The undersigned acknowledges that:

This Limited Power of Attorney authorizes, but does not require, such attorney-in-fact to act in his or her discretion on information provided to such attorney-in-fact without independent verification of such information;

Any documents prepared and/or executed by such attorney-in-fact on behalf of the undersigned pursuant to this Limited Power of Attorney will be in such form and will contain such information and disclosure as such attorney-in-fact, in his or her discretion, deems necessary or desirable;

Neither the Reporting Entity nor the attorneys-in-fact assumes (a) any liability for the undersigned’s responsibility to comply with the requirements of the Exchange Act, (b) any liability of the undersigned for any failure to comply with such requirements or (c) any obligation or liability of the undersigned for profit disgorgement under Section 16(b) of the Exchange Act; and

This Limited Power of Attorney does not relieve the undersigned from responsibility for compliance with the undersigned’s obligations under the Exchange Act, including, without limitation, the reporting requirements under Section 16 of the Exchange Act.

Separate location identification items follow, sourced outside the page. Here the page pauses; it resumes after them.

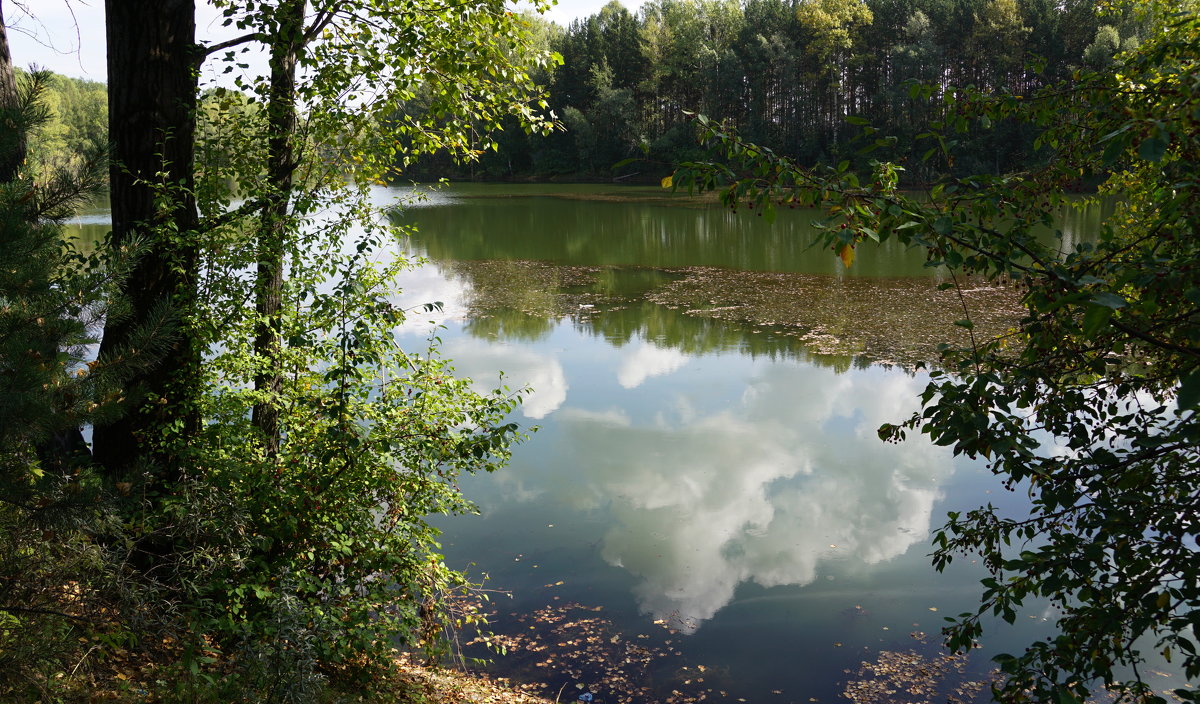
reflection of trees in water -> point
(834, 322)
(580, 232)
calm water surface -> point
(709, 489)
(705, 511)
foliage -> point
(785, 73)
(58, 573)
(300, 549)
(1090, 405)
(76, 122)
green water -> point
(706, 482)
(705, 511)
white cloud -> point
(647, 360)
(762, 491)
(521, 367)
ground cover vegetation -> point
(1089, 404)
(247, 521)
(786, 72)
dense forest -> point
(787, 74)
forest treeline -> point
(787, 74)
(76, 120)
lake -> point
(705, 511)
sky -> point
(67, 36)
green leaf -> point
(1109, 300)
(943, 226)
(1153, 148)
(1095, 318)
(1188, 393)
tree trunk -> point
(281, 164)
(151, 104)
(12, 136)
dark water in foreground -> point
(705, 512)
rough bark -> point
(12, 134)
(281, 115)
(151, 100)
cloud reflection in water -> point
(760, 491)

The undersigned hereby gives and grants the foregoing attorneys-in-fact full power and authority to do and perform all and every act and thing whatsoever requisite, necessary or appropriate to be done in and about the foregoing matters as fully to all intents and purposes as the undersigned might or could do if present, hereby ratifying all that such attorneys-in-fact of, for and on behalf of the undersigned, shall lawfully do or cause to be done by virtue of this Limited Power of Attorney.

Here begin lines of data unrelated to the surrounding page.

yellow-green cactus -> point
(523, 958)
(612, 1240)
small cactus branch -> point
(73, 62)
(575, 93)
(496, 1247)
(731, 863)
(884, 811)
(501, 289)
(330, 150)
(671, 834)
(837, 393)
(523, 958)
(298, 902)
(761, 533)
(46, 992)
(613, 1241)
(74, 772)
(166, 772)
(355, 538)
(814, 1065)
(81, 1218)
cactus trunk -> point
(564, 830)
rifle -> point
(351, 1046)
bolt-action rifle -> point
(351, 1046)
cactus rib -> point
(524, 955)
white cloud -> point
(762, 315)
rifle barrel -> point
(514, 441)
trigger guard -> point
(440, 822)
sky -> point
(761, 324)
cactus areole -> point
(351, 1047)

This Power of Attorney shall remain in full force and effect until the undersigned is no longer required to file any Section 16 Reports pursuant to Section 16(a) of the Securities Exchange Act of 1934 and the rules thereunder, with respect to the undersigned’s holdings of and transactions in securities issued by the Reporting Entity, unless earlier revoked by the undersigned in a signed writing delivered to the foregoing attorneys-in-fact.

IN WITNESS WHEREOF, the undersigned has caused this Power of Attorney to be executed as of November 2, 2016.